If you feel you are struggling with your courses, please visit the academic advising office so we can discuss your options with you.
Q: What is the different between Academic Probation and Program Probation?
A: Academic Probation, which may be assigned to students whose Grade Point Average (GPA) is at least 3.0 but less than 3.5, will allow a student to continue at the University for one reviewing period. If a student on academic probation does not have their average to at least a 3.5 by the next reviewing period, they will not be eligible to continue. Students may be on academic probation only once during their undergraduate career.
Program Probation, which may be assigned to students in an Honours program whose GPA is at least 4.5 but less than 5.0, may continue in their program on program probation for one reviewing period. If a student on program probation does not have their average to at least a 5.0 by the next reviewing period, they will be required to transfer into a different program for which they do qualify. Students may be on program probation only once during their undergraduate career.

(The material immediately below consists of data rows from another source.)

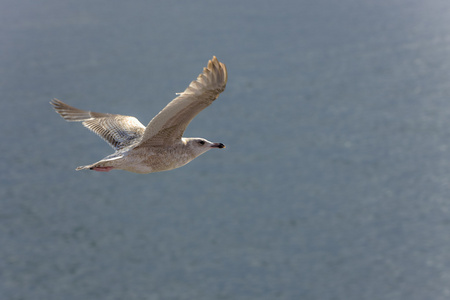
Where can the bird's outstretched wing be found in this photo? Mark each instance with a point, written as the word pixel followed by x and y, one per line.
pixel 169 124
pixel 119 131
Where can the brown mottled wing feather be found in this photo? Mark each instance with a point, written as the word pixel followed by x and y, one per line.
pixel 119 131
pixel 169 124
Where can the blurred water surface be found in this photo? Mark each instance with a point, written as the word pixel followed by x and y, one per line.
pixel 334 183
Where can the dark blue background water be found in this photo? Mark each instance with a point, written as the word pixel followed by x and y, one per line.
pixel 334 183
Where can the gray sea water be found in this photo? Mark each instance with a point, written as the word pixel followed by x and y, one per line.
pixel 334 183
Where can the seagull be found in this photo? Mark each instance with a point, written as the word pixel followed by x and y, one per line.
pixel 159 146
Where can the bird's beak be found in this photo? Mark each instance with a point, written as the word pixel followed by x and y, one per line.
pixel 218 145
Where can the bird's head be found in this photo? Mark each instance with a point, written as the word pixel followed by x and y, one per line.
pixel 199 146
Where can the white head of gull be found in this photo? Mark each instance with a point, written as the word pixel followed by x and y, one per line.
pixel 159 146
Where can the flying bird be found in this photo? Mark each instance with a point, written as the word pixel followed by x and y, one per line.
pixel 159 146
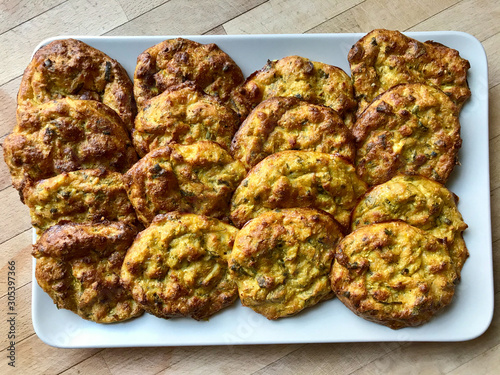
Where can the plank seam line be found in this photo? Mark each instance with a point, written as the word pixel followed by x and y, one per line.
pixel 29 19
pixel 402 346
pixel 277 360
pixel 329 19
pixel 434 15
pixel 238 15
pixel 180 360
pixel 479 354
pixel 83 360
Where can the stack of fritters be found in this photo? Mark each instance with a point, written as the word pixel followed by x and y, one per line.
pixel 401 262
pixel 294 177
pixel 66 155
pixel 78 265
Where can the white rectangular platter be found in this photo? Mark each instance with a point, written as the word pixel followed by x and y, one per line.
pixel 468 316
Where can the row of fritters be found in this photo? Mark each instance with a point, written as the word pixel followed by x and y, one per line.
pixel 200 178
pixel 398 267
pixel 189 92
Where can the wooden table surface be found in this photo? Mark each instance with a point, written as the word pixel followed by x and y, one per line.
pixel 24 23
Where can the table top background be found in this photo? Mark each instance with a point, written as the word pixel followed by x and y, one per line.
pixel 24 23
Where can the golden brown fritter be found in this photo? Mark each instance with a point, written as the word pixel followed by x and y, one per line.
pixel 65 135
pixel 298 179
pixel 279 124
pixel 71 68
pixel 297 76
pixel 281 261
pixel 420 202
pixel 410 128
pixel 88 195
pixel 183 114
pixel 393 274
pixel 383 59
pixel 197 178
pixel 178 266
pixel 78 266
pixel 175 61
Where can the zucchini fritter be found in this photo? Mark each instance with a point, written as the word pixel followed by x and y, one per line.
pixel 71 68
pixel 88 195
pixel 383 59
pixel 175 61
pixel 420 202
pixel 183 114
pixel 298 179
pixel 393 274
pixel 178 266
pixel 411 128
pixel 65 135
pixel 197 178
pixel 281 261
pixel 78 266
pixel 279 124
pixel 312 81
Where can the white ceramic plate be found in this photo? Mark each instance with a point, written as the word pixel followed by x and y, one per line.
pixel 468 316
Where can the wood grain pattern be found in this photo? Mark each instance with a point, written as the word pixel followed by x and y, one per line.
pixel 23 24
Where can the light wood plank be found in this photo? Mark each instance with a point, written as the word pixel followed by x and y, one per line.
pixel 149 360
pixel 75 17
pixel 23 326
pixel 94 365
pixel 237 360
pixel 464 16
pixel 134 9
pixel 491 47
pixel 485 364
pixel 33 356
pixel 178 17
pixel 17 249
pixel 329 358
pixel 15 215
pixel 12 13
pixel 375 14
pixel 293 16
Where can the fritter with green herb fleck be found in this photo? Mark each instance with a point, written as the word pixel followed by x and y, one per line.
pixel 175 61
pixel 298 179
pixel 393 274
pixel 197 178
pixel 281 261
pixel 279 124
pixel 420 202
pixel 71 68
pixel 78 266
pixel 312 81
pixel 183 114
pixel 65 135
pixel 87 195
pixel 178 266
pixel 383 59
pixel 410 128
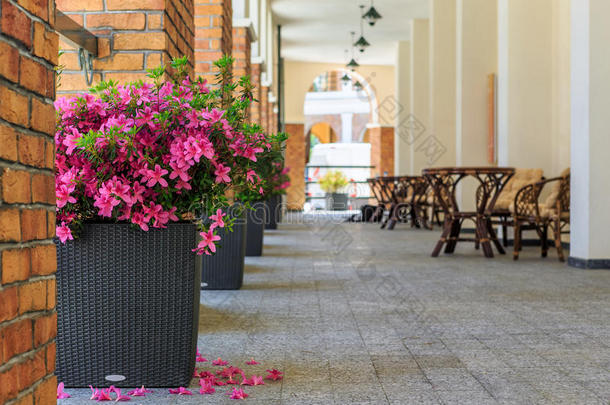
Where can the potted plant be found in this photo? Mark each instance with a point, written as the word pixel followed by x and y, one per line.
pixel 255 200
pixel 332 183
pixel 280 181
pixel 135 165
pixel 225 269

Students are eligible for reviewing when they have taken at least 18 units since their last review. We review students in May at the end of the Fall/Winter, in August at the end of the Spring/Summer, and after each deferred exam period as needed.
Q: I am no longer eligible to continue at the university. Is there anything I can do to return to McMaster?
A: Click here to learn about the reinstatement process.
Q: I think one of my final grades is incorrect. What should I do?
A: Contact your instructor and ask for a breakdown of your grade. You can indicate that you believe there has been an error. If a grade change is necessary, your instructor can submit one.
Q: I do not agree with a grade I received on a piece of work. What should I do?
A: It is recommended that students first try and resolve any grade concerns with their instructor. If after the discussion you do not feel the matter is resolved, you are then encouraged to contact the chair of the department offering the course. If after the discussion with the chair you do not feel the matter is resolved (or, if your instructor is also the chair), you can then explore a more formal appeal process. Click here to visit the student appeals page.
Q: My final exams are too close together and/or conflict. How do I address this?
A: As per the general academic regulations, special examination arrangements may be made in some circumstances:
- conflict with Religious, Indigenous, or Spiritual Observances (please see the RISO information page)
- conflict between two Registrar-scheduled examinations
- schedule with three examinations in one calendar day (midnight to midnight)
- schedule with three consecutive seatings
If any of these circumstances pertain to you, please visit the Scheduling and Examinations Office in Gilmour Hall-114.
Q: I missed one of my final examinations due to unforeseen, extenuating circumstances. What should I do?
A: Click here.
Q: I have an exam scheduled at the same time I am supposed to be traveling. Can I have my exam rescheduled?
A: The university does not reschedule or defer examinations for the purposes of travel. The final exam periods are posted in the sessional dates prior to the start of the academic year. It is the student’s responsibility to ensure they are available during the final exam period.